He sees it and curses under his breath. “Fuck. Not like that. Not the way she wanted. Not the way I should’ve been honest about.”

“Did she love you?”

His jaw goes hard.

“That’s a yes,” I say.

“She thought she did.”

“Don’t make her stupid because it’s easier for you.”

His eyes flash.

There he is. The rough man under the guilt. The one who hates being cornered because he is usually the one doing it.

“I’m not making her anything,” he says. “I fucked her. She got pregnant. She lost the baby. I stayed because she said it was mine, but I know she lies. But I stayed because leaving her alone after that would make me lower than the shit we scrape off our boots.”

The words hit brutal and plain.

Pretty would have made me hate him more.

“And after?” I ask.

His silence isn’t empty now. It is full of things he doesn’t want to hand me.

I smile without humor. “Careful, Shady. You already used your pause for the day.”

His mouth tightens. “After, she stayed close. I let her.”

“Why?”

“Guilt.”

“That’s lazy.”

His eyes cut. “Yeah.”

I wait.

He drags a hand over his mouth, leaving a smear of blood near his jaw.

“Because if I let her hate me, then I had to admit there was something to hate. If I shut the door, then I had to stand there and look at the fucking grave. So I left it cracked. Not enough to promise her anything. Enough that she could pretend.”

My chest hurts.

Not for him.

Maybe a little for her.

I hate that.

Cherry’s grief had hands on my kidnapping. Her pain became a key code, a text message, an elevator door opening with sorry on her face. But before she was a weapon, she was a woman bleeding on a bathroom floor while Shady held a loss neither of them knew what to do with.

That doesn’t make what she did forgivable.

It makes it worse.

Because real pain does more damage than fake pain ever could.

“And after you were with me?” I ask. “Did you still see her?”

Darling sucks in a breath behind me.

Shady’s face changes.

The thing Boca didn’t say but the room already knows.

I hate rooms full of men and their secrets. I hate how silence can be louder than a confession.

“When?” I ask, softer.

Shady looks at Diablo once.

Diablo gives him nothing.

Lets him stand alone.

“After one night at Eclipse,” Shady says. “The night you left with that promoter.”
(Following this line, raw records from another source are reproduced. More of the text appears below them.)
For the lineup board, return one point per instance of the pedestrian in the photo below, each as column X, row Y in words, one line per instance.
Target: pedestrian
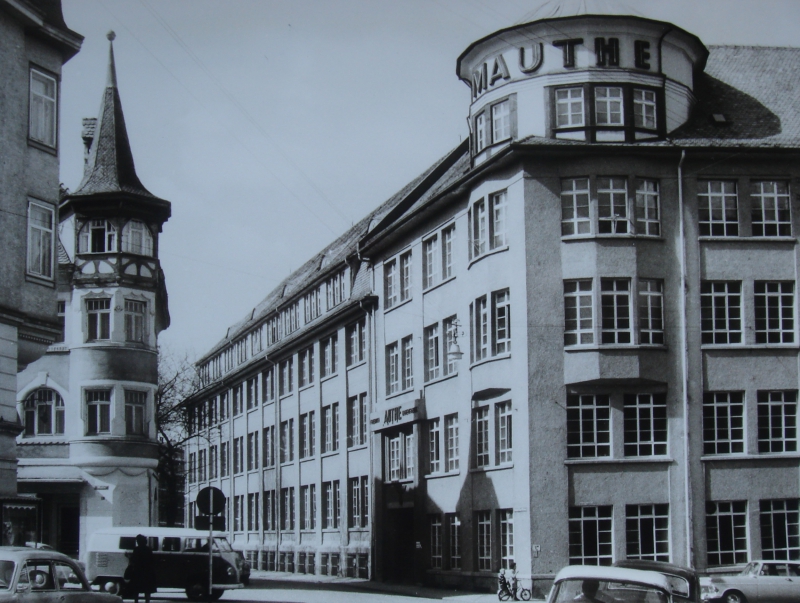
column 141, row 571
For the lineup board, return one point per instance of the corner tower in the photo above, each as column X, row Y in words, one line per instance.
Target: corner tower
column 99, row 384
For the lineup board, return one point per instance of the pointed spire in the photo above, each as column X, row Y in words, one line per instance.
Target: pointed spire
column 110, row 167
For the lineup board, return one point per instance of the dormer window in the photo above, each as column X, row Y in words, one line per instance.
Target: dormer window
column 98, row 236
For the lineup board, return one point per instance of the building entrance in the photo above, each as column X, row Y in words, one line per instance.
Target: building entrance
column 400, row 547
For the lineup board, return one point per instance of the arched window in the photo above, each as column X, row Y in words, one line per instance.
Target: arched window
column 136, row 238
column 44, row 413
column 98, row 236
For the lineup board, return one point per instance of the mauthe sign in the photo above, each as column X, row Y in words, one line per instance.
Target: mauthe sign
column 530, row 59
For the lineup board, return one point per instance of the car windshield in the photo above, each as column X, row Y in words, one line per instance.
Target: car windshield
column 6, row 574
column 606, row 591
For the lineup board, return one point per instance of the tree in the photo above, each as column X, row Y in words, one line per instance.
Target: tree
column 177, row 380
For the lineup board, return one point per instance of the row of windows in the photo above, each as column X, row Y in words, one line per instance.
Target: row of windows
column 44, row 412
column 591, row 533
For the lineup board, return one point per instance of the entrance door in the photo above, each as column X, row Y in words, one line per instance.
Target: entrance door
column 399, row 548
column 69, row 530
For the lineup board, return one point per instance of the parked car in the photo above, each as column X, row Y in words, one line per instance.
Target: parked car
column 759, row 582
column 685, row 581
column 44, row 576
column 592, row 583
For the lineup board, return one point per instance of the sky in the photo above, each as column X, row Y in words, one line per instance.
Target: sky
column 272, row 126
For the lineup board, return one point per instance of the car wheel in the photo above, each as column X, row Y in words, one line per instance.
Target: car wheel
column 734, row 596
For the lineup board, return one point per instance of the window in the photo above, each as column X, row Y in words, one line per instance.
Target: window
column 358, row 502
column 435, row 522
column 644, row 109
column 770, row 209
column 726, row 532
column 615, row 306
column 569, row 108
column 330, row 427
column 98, row 314
column 407, row 361
column 507, row 539
column 777, row 421
column 721, row 312
column 717, row 206
column 484, row 522
column 357, row 420
column 454, row 540
column 405, row 276
column 480, row 420
column 98, row 411
column 44, row 413
column 645, row 420
column 774, row 307
column 135, row 312
column 608, row 106
column 590, row 536
column 588, row 426
column 135, row 404
column 647, row 532
column 137, row 238
column 287, row 441
column 780, row 529
column 723, row 422
column 42, row 107
column 651, row 312
column 648, row 208
column 451, row 442
column 41, row 239
column 307, row 435
column 252, row 451
column 331, row 505
column 238, row 455
column 329, row 361
column 356, row 341
column 503, row 438
column 98, row 236
column 306, row 361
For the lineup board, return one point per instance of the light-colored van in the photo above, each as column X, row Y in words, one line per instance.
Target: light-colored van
column 181, row 559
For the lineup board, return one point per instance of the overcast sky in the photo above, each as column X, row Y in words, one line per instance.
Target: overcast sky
column 272, row 126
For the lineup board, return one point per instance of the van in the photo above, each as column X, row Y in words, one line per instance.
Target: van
column 181, row 560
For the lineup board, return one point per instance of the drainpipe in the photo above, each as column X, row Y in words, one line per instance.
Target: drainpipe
column 685, row 370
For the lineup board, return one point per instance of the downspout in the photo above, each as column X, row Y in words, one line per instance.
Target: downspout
column 685, row 370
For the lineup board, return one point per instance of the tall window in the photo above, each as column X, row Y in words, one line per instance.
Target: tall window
column 98, row 314
column 774, row 311
column 42, row 107
column 723, row 423
column 137, row 238
column 41, row 239
column 777, row 421
column 44, row 413
column 135, row 405
column 645, row 424
column 770, row 207
column 780, row 529
column 647, row 532
column 135, row 312
column 590, row 535
column 98, row 411
column 721, row 312
column 588, row 426
column 726, row 532
column 718, row 210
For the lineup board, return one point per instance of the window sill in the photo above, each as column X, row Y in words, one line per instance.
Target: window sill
column 398, row 305
column 477, row 363
column 439, row 284
column 619, row 461
column 487, row 254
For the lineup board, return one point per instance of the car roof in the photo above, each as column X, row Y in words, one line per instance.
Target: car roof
column 620, row 574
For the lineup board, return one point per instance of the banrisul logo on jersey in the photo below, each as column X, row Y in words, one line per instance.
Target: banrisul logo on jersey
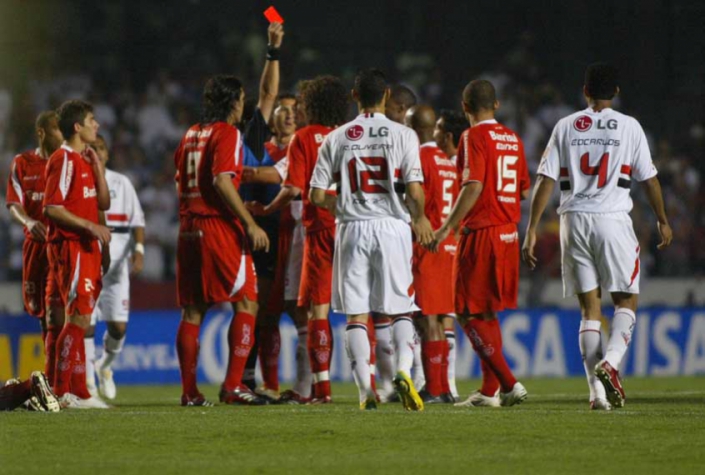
column 582, row 123
column 355, row 132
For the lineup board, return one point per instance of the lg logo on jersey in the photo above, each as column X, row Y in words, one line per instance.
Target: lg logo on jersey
column 584, row 123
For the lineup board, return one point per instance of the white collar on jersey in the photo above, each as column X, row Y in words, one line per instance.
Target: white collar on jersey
column 370, row 115
column 592, row 111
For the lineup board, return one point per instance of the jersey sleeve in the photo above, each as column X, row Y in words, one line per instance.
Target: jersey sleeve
column 227, row 157
column 642, row 165
column 15, row 194
column 550, row 164
column 296, row 173
column 60, row 177
column 323, row 172
column 474, row 160
column 411, row 161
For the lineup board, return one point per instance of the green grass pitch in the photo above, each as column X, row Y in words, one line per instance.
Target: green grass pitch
column 661, row 430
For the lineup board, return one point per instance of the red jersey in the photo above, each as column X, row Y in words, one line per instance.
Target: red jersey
column 440, row 183
column 275, row 151
column 303, row 154
column 493, row 155
column 26, row 183
column 70, row 183
column 205, row 152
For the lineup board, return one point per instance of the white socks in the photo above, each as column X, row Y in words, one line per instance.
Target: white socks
column 89, row 343
column 111, row 348
column 385, row 357
column 303, row 365
column 452, row 353
column 404, row 337
column 590, row 340
column 357, row 344
column 621, row 335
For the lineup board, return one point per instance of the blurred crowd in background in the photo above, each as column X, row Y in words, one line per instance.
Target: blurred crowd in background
column 144, row 120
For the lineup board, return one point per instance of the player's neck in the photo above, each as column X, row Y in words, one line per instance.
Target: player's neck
column 76, row 144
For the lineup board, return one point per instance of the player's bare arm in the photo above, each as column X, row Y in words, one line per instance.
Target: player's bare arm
column 320, row 198
column 226, row 190
column 67, row 219
column 269, row 84
column 35, row 228
column 285, row 196
column 137, row 262
column 542, row 193
column 655, row 197
column 416, row 201
column 261, row 175
column 466, row 202
column 101, row 186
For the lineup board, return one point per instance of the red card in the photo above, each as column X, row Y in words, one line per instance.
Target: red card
column 273, row 15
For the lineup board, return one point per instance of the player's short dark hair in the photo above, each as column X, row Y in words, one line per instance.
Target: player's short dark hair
column 370, row 86
column 601, row 81
column 454, row 122
column 403, row 95
column 326, row 101
column 70, row 113
column 45, row 118
column 479, row 95
column 218, row 96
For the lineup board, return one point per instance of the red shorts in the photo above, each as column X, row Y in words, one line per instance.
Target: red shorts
column 487, row 270
column 433, row 278
column 75, row 274
column 35, row 267
column 317, row 273
column 213, row 262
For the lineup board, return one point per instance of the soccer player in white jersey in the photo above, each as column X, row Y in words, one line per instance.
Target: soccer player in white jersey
column 125, row 219
column 375, row 164
column 594, row 154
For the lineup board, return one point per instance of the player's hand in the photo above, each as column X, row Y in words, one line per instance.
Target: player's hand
column 36, row 229
column 100, row 232
column 249, row 174
column 256, row 208
column 275, row 33
column 260, row 241
column 137, row 263
column 666, row 235
column 105, row 259
column 439, row 236
column 423, row 230
column 527, row 250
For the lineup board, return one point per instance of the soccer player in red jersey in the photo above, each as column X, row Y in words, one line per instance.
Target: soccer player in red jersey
column 25, row 192
column 326, row 103
column 75, row 192
column 214, row 263
column 433, row 272
column 495, row 179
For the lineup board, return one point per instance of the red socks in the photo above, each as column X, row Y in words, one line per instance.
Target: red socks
column 50, row 353
column 269, row 347
column 241, row 337
column 319, row 351
column 13, row 396
column 187, row 349
column 486, row 339
column 67, row 345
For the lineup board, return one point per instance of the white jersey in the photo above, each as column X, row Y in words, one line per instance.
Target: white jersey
column 371, row 159
column 594, row 155
column 124, row 214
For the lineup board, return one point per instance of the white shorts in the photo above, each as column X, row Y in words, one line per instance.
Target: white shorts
column 114, row 300
column 599, row 250
column 292, row 278
column 372, row 268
My laugh comes out sharp enough to cut me. “I left with a promoter because you were standing by the bar looking at me like you wanted to drag me out by my hair but hadn’t earned the right to tell me not to go. And it was business, not pleasure.”

“I know.”

“Do you?”

“Yes.”

“Tell me.”

His nostrils flare. “I was jealous. Pissed. Drunk enough to be stupid and sober enough that it’s still on me. I went to check on Cherry because she’d been spiraling, and she kissed me.”

I lift one brow.

He curses. “And I kissed her back.”

My face goes numb.

There it is.

The tiny ugly piece that makes the whole picture bleed.

“Did you fuck her?”

His silence answers.

I nod slowly.

“Mira, qué lindo. You kept one woman warm with guilt, hot with jealousy, and somehow I’m the one who ended up chained to a chair.”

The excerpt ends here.